In any case, the obtained results show that average inflation rate in the Western Balkan countries primarily depends on factors related to international trade, such as external balance of goods and services and current account balance, monetary factors, such as savings and interest rates, as well as unemployment.

When it comes to the relationship between inflation and unemployment, it has special treatment in the economic literature, known as Phillips curve. Namely, the literature suggests inverse relationship, meaning that higher inflation rate is associated with lower unemployment rate and higher economic growth, and vice versa (Dorm 2020).

Phillips curve is highly disputed Keynesian concept in the empirical literature, which happened not to be true for the Western Balkan region as well. One of the reasons for this might be the constantly decreasing trend of the unemployment rate in the past years, which started with extremely high rates of unemployment in the transitional years of the 1990s. However, those aspects of the analysis go beyond the scope of this study, and therefore, would not be discussed any further.

4.1 Limitations of the Study

The methodological approach has two major limitations. Namely, quality of the data might significantly affect the obtained results. Missing data, primarily for Kosovo and Montenegro, leads to significant decrease in the sample size, thus losing valuable degrees of freedom. Also, missing data for some finance variables, such as non-performing loans and capital adequacy ratio, significantly narrow the analysis, which can cause omission of relevant variables from the models.

Another aspect related to data quality is comparability. Countries might use different calculation methodologies for same indicators, jeopardizing cross-country comparison. To tackle this issue, the entire dataset is obtained from one reliable source, the World Bank’s database. However, the risk of incomplete comparability is still not completely removed.

5 Conclusions

This empirical study reveals that COVID-19 had strong negative impact on the real sector in the Western Balkan countries, mostly affecting the countries’ output, while causing slight increase in the average unemployment rate and keeping the average price level stable. Western Balkan countries experienced sharp decline in the economic activity. However, some countries had relatively easier consequences, unlike others, that were hit harder.

On average, COVID-19 impact caused decrease in the GDP growth rate in the Western Balkan countries by 4.8 percentage points.

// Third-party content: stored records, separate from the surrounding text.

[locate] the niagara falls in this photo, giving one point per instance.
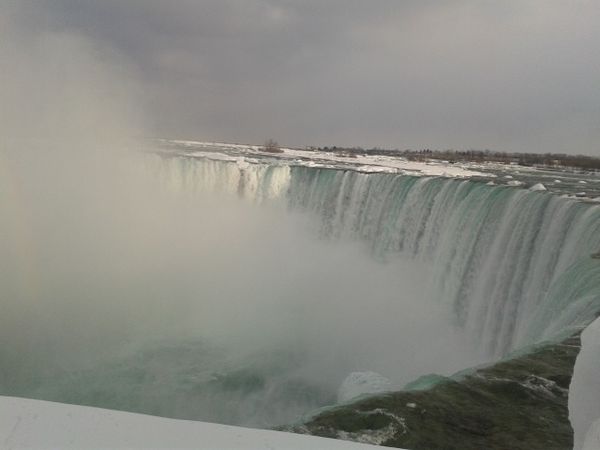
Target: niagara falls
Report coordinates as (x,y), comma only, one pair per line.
(292,225)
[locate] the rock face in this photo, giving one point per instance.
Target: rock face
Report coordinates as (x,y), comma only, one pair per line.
(520,403)
(358,383)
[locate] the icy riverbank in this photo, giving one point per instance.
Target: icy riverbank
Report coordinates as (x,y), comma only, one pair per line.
(28,423)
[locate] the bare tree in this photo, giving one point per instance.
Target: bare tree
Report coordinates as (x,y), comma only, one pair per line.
(272,146)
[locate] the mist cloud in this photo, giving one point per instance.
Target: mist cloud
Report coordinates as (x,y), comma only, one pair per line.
(515,76)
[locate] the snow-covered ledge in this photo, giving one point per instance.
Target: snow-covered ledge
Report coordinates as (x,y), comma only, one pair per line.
(584,393)
(26,423)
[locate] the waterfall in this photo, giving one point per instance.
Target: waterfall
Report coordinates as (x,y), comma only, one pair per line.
(513,264)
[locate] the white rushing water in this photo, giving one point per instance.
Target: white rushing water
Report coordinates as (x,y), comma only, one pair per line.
(256,292)
(513,264)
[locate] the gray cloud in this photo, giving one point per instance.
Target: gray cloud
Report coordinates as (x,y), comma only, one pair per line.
(514,76)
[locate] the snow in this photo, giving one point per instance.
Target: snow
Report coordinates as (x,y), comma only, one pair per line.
(26,423)
(358,383)
(584,392)
(360,162)
(538,187)
(592,438)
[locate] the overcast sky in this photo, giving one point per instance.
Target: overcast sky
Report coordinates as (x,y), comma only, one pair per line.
(505,75)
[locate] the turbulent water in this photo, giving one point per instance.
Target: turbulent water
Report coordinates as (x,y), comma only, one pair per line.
(243,316)
(513,264)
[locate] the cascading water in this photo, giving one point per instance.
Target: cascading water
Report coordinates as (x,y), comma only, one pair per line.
(210,308)
(514,264)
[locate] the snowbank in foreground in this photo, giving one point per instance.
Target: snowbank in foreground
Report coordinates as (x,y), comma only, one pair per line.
(584,393)
(28,423)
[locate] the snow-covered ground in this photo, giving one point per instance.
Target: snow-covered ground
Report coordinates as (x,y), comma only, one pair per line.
(26,423)
(362,163)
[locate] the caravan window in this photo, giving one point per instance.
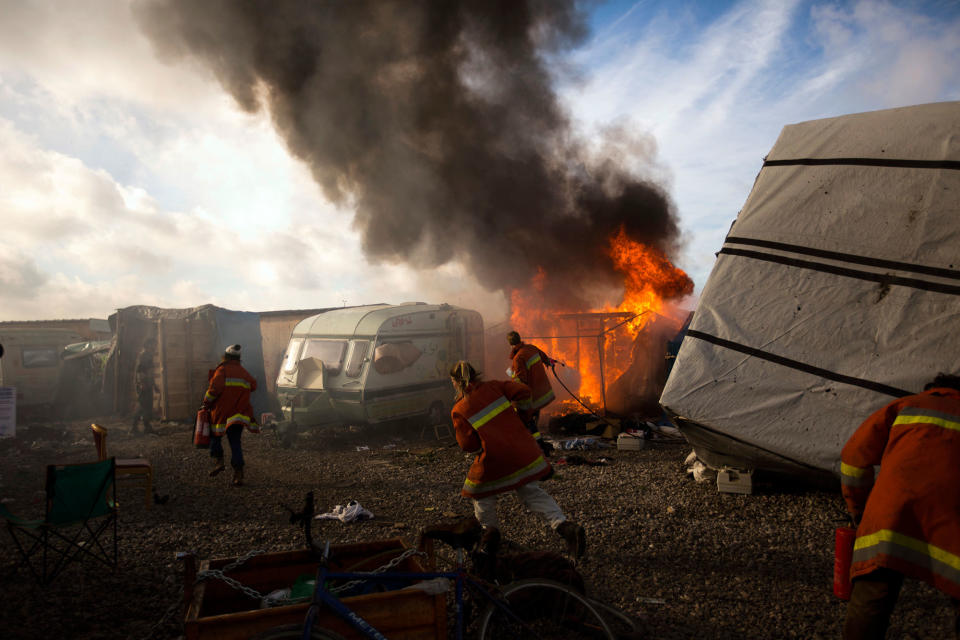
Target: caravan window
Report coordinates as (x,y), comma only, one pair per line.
(393,357)
(39,357)
(331,352)
(355,364)
(290,357)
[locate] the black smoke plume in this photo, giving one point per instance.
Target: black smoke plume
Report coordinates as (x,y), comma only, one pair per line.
(437,121)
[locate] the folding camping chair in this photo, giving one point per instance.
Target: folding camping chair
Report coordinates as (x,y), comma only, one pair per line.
(136,471)
(81,509)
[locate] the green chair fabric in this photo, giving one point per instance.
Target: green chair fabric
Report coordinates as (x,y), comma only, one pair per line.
(80,520)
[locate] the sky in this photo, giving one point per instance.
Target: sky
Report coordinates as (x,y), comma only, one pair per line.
(129,179)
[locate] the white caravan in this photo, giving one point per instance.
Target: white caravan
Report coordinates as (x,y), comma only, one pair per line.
(377,363)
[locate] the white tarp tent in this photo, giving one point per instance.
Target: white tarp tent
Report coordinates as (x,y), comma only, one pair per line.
(836,290)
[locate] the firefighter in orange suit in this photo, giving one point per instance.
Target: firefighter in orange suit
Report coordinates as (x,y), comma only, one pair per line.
(228,400)
(508,459)
(529,366)
(909,517)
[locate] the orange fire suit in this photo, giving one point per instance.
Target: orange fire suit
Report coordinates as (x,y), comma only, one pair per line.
(911,513)
(486,421)
(530,368)
(228,397)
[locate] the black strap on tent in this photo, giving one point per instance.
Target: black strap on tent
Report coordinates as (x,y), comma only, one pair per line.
(881,278)
(799,366)
(847,257)
(866,162)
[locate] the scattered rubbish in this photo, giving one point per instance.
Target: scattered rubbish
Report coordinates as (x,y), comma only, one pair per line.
(734,480)
(274,597)
(352,511)
(580,460)
(698,470)
(433,587)
(630,441)
(584,443)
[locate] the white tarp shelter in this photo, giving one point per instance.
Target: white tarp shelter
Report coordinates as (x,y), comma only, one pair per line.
(836,291)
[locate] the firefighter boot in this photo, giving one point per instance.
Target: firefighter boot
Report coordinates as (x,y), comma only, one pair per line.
(217,467)
(575,537)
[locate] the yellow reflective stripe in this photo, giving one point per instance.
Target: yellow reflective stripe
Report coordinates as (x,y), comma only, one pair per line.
(489,412)
(506,480)
(908,542)
(852,471)
(927,419)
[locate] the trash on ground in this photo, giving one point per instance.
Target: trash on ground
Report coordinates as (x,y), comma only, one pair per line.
(353,510)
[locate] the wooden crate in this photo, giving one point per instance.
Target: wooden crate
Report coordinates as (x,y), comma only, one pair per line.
(216,611)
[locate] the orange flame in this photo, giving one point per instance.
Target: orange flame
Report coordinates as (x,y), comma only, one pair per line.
(597,343)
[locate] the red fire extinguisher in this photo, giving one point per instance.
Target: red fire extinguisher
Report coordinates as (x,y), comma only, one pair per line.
(842,557)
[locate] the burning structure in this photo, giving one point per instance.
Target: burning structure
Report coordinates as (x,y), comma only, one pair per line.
(438,123)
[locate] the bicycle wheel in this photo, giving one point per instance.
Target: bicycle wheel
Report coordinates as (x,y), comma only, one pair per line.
(546,609)
(295,632)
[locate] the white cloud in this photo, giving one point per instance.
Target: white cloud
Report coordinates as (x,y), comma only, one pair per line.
(124,180)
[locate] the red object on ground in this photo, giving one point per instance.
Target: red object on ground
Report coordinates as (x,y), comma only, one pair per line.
(842,556)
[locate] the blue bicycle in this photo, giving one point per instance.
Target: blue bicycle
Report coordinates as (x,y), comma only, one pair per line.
(531,608)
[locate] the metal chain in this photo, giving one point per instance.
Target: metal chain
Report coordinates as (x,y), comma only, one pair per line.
(390,565)
(271,601)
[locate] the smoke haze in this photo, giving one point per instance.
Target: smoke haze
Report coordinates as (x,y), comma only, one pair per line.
(437,122)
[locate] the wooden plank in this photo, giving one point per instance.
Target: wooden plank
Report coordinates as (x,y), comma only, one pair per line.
(401,614)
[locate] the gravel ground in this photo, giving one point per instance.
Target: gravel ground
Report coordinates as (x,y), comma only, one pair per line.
(688,561)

As for the unemployment rate, the trend of constant decrease over the las two decades is evident. However, COVID-19 pandemics slightly increased unemployment rate in some Western Balkan countries (Kosovo, North Macedonia and Bosnia and Hercegovina), whereas Serbia, on the other hand, managed to keep the downward trend. The estimated coefficient in the structural equation for the unemployment rate is statistically significant and negative. This means that COVID-19 pandemics not only did not increase unemployment rate but affected it reversely. There are two possible reasons behind the resilience of the unemployment rate on the COVID-19 impact. One aspect is the effectiveness of the governments’ recovery measures aimed at preventing job losses, and other is the ability of the domestic companies to shift their business processes remotely, which is also an indicator of the technological progress of the region, in terms of technological advancement and ICT infrastructure.

Regarding the overall stability of the price level, one can conclude that inflation rate in the Western Balkan countries is far less volatile in the past decade, in comparison with the period before the global financial crisis. During the years of 2020 and 2021, because of the lower economic activity, inflation rate in the Western Balkan countries was around 0, but it is expected to grow this and the next year, due to the undertaken economic recovery measures as well as the war in Ukraine and energy crisis. Estimated coefficient of the COVID-19 dummy variable in the structural equation for the inflation rate is statistically insignificant, meaning that COVID-19 pandemics did not affect the overall price level stability in the Western Balkan countries.